Along with the Joshua trees there are greasewood, which a lot of people call creosote bush; and catclaw, which if you get caught in it will explain for itself why it has that name; and ironwood, which when you try to chop it with an ax lives up to its name; and all sorts of cactus – cholla, hedgehog, barrel, old man, fishhook ... And when it's a wet spring you even get grasses blooming, and poppies, and other things you'd never expect to see in a desert.
The only flowers you can count on, though, are those of the cacti.
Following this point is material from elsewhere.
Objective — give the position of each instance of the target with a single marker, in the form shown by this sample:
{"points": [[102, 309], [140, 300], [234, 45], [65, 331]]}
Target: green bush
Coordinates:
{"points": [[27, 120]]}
They don't need a lot of water to bloom – people who put a cactus in their yard or in a pot sometimes drown it, because cacti can't take too much water – and so they bloom every year, though not every individual cactus will. And cactus flowers are waxy, to retain moister, and so they seem to glow in the sunlight, as though God had put His own glory within them. I can live without daffodils and irises and lilacs and forsythia and whatnot, but I will always love the sight of a cactus blossom in the hot desert sun.
As we rode Darlia chattered away, pointing out different plants, cutting from side to side to see things that interested her, once vaulting down from the saddle to pick up a pretty rock. She's taller than most girls her age, and so she was able by jumping and grabbing the horn to haul herself back into the saddle – and it didn't hurt that hers wasn't a big horse. I knew better than to offer to help; she'll accept help without shame when she needs it, but if she can do a thing for herself she wants to. She's going to be a self-reliant woman when she grows up. And it hit me then that in another eight years she would be grown, and perhaps ready to move out, though as far as I'm concerned she can live in our house forever. I want her to be independent, able to take care of herself, but if she chooses to do that with Cecelia and me, it won't hurt my feelings at all.
Cecelia and I rode close together, my left hand to her right, as we do when we walk. We even held hands across the gap between us a time or two, though only briefly; what's easy afoot becomes a bit more difficult when you're in the middle of a horse and dodging brush. She tilted her head back and closed her eyes, drinking in the warmth of the sun. She still had her sleeves buttoned, the dry heat preventing the sticky discomfort that a humid climate uses to drive people out of their clothes, but the collar was open, and because I was slightly ahead of her just then I could see the glint of her gold necklace at her throat. "You're gonna get a good tan if you ain't careful, C," I told her.